Open xmedeko opened 8 years ago
It's unlikely we'll add support for gsutil to create placeholder objects representing directories. gsutil tries to be compatible with these placeholder objects, but it does not create them because it complicates gsutil command semantics.
Well, maybe to the local disk - bucket operation you are right. But I think for the bucket - bucket operations the semantics is simple: treat directory placeholder as the common file object. If it's in the source bucket, then mv/copy it to the destination bucket.
Changing the semantics based on whether the destination is local or a bucket seems confusing to me, because it's only going halfway to preserving the fiction. We can't preserve the fiction when we copy locally. If we decide to preserve it when copying in the cloud, then it would also make sense to create placeholder objects when we copy from local to cloud, which we've explicitly decided not to do.
As an example of the kind of complication that could arise with this semantic, imagine that you are copying with a customer-supplied encryption key. Should directory placeholder objects then be guarded by the encryption key and inaccessible without it? I think this is hard to reason about.
I do not know how the gsutil works with the customer-supplied encryption key and probably other use-cases.
Just from my novice point of view: the behaviour of gsutil is confusing for me now, since is does not mirror the source bucket when doing bucket
- bucket
operations. E.g. when I make a backup of a bucket directory to a (another or same) bucket, and then restore the bucket, I have incomplete information - without explicit dirs. I.e. I would expect the directory placeholders objects to behave as a files with zero size.

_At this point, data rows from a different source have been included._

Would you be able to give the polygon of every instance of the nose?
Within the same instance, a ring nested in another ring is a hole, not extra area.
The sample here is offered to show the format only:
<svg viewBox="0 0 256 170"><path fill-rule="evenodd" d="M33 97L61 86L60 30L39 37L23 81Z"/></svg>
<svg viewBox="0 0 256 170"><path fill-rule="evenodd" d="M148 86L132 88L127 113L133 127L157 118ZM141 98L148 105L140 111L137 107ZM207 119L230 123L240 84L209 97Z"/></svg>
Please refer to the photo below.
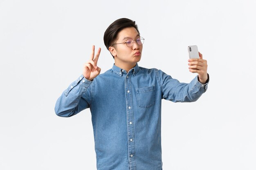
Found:
<svg viewBox="0 0 256 170"><path fill-rule="evenodd" d="M139 48L139 46L141 46L141 45L139 46L138 45L137 42L135 42L135 41L134 41L133 42L133 44L132 44L132 49L133 50L138 49Z"/></svg>

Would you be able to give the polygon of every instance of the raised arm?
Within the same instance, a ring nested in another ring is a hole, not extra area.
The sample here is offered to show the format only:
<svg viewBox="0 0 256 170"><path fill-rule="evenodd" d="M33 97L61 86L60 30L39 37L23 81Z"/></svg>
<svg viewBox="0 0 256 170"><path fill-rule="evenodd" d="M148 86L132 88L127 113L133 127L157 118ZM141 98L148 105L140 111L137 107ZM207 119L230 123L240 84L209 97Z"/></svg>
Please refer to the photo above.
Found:
<svg viewBox="0 0 256 170"><path fill-rule="evenodd" d="M101 68L97 66L101 49L99 49L95 56L94 49L93 46L92 55L90 60L84 65L83 74L58 99L55 107L57 115L70 117L90 107L92 100L92 81L101 71Z"/></svg>

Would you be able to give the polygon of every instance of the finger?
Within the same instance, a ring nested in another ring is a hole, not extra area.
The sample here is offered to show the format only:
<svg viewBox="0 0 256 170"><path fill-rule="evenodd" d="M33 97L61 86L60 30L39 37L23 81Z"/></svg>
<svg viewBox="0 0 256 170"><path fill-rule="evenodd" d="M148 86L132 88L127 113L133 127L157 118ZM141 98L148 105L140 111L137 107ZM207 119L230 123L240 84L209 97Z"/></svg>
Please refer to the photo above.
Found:
<svg viewBox="0 0 256 170"><path fill-rule="evenodd" d="M90 71L92 72L92 71L93 67L90 64L86 63L85 65L85 68L89 68Z"/></svg>
<svg viewBox="0 0 256 170"><path fill-rule="evenodd" d="M97 51L97 53L96 54L96 55L95 56L94 60L94 62L95 63L95 64L96 66L97 65L97 63L98 62L98 60L99 59L99 54L101 53L101 49L99 48L98 49L98 51Z"/></svg>
<svg viewBox="0 0 256 170"><path fill-rule="evenodd" d="M92 45L92 54L91 54L91 57L90 57L90 60L93 60L94 58L94 51L95 48L95 46Z"/></svg>
<svg viewBox="0 0 256 170"><path fill-rule="evenodd" d="M202 66L197 66L197 65L191 66L190 66L189 67L189 69L191 69L191 70L194 69L194 70L201 70L202 68Z"/></svg>
<svg viewBox="0 0 256 170"><path fill-rule="evenodd" d="M203 61L196 61L196 62L191 62L188 64L189 66L204 66L205 65L205 62Z"/></svg>
<svg viewBox="0 0 256 170"><path fill-rule="evenodd" d="M87 63L90 64L93 66L93 67L94 68L96 67L96 66L96 66L96 64L95 64L95 63L93 61L93 60L89 60L87 62Z"/></svg>
<svg viewBox="0 0 256 170"><path fill-rule="evenodd" d="M198 54L199 54L199 58L201 59L203 59L203 55L200 52L198 52Z"/></svg>

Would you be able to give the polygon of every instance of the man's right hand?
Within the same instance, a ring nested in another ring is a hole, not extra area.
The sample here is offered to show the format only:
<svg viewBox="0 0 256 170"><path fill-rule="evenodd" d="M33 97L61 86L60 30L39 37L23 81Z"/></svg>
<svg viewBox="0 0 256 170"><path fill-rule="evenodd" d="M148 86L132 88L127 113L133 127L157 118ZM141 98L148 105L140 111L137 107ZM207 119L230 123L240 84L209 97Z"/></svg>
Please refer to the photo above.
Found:
<svg viewBox="0 0 256 170"><path fill-rule="evenodd" d="M92 46L92 55L90 60L84 64L83 70L83 77L88 80L92 81L97 77L101 72L101 68L97 66L97 62L99 54L101 53L101 48L99 48L96 55L94 56L95 46Z"/></svg>

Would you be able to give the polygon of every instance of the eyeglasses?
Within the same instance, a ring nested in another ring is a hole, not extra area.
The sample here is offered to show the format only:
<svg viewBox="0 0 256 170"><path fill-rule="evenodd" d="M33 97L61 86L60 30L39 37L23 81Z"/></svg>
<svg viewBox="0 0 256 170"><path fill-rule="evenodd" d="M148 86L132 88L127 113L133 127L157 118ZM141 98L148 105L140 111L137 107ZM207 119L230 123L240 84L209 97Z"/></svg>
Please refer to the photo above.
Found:
<svg viewBox="0 0 256 170"><path fill-rule="evenodd" d="M112 45L112 46L113 46L114 45L119 44L126 44L126 45L128 47L131 47L133 45L134 41L136 41L136 42L137 43L137 44L138 45L141 45L144 43L144 40L145 39L142 37L139 37L138 38L137 38L137 40L132 40L132 39L128 39L126 40L126 42L121 42L121 43L114 44L113 45Z"/></svg>

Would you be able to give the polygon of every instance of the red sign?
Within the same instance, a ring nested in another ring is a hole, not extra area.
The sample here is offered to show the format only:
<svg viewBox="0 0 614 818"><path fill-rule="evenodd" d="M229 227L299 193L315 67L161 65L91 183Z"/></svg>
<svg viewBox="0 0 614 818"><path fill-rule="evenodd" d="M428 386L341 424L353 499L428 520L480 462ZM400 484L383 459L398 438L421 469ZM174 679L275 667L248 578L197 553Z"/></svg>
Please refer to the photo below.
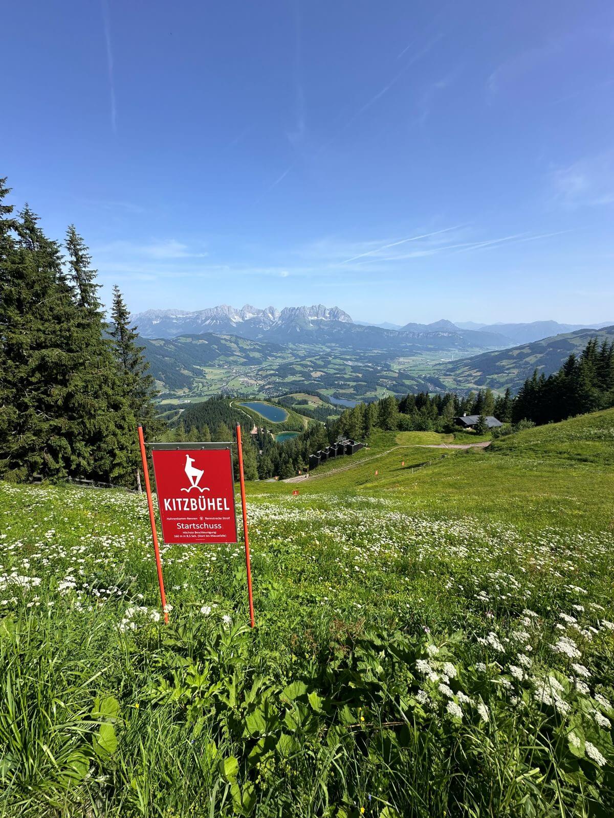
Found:
<svg viewBox="0 0 614 818"><path fill-rule="evenodd" d="M237 542L229 448L152 447L165 542Z"/></svg>

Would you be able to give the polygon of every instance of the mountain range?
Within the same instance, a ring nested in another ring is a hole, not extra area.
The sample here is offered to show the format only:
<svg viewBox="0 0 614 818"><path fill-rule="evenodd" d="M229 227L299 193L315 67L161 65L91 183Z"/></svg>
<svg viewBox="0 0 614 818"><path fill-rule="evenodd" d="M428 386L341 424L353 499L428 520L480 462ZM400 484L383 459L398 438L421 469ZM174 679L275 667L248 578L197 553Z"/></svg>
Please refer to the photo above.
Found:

IMO it's acceptable if the local disk
- bucket
does not create the explicit dirs. The bucket and the local disk are different storages, other infos are also not preserved (contentType, ACLs, ...). (Although some option, like -E
for creating explicit dirs would be nice, too.)
Although I do not know the customer-supplied encryption in gsutil, I would guess that the explicit dirs should be treated as other files, i.e. encrypted.
I agree with your point of view that the existing semantics cause confusion, in particular when you are using the browser UI and gsutil interchangeably. What I'm trying to point out is that I think it would be difficult to remedy this confusion completely; instead we'd trade for another potentially confusing set of semantics.
That being said, when you "back up" bucket to bucket and gsutil skips these placeholders, wouldn't restoring from the bucket to local with gsutil work fine even without the placeholder directories? Are you concerned that there are empty directories on your local filesystem that have important meaning?
Our particular reason for explicit directories is the gcsfuse
(see the first post), not a copy on a local fs. gcsfuse
cannot access the files without these explicit dirs. (It has the switch --implicit-dirs
, but this gcsfuse
mode is problematic.) Especially, the gcsfuse
cannot move-rename directories. So when I gsutil mv
a directory, then I cannot see it by the gcsfuse
.
Note. I know the gcsfuse
is not and never will be production ready, but it greatly speeds up and simplifies admin and maintenance tasks. E.g. using Linux find
tool etc. So we are trying to maintain explicit dirs on our bucket for occasional gcsfuse
access.
I'm still not in favor of making gsutil treat placeholder objects for bucket-to-bucket operations differently than for local-to-bucket or bucket-to-local operations, because causing these objects to have different meaning depending on the destination:
That said, I also think your desire to safely interoperate with gcsfuse is a reasonable one.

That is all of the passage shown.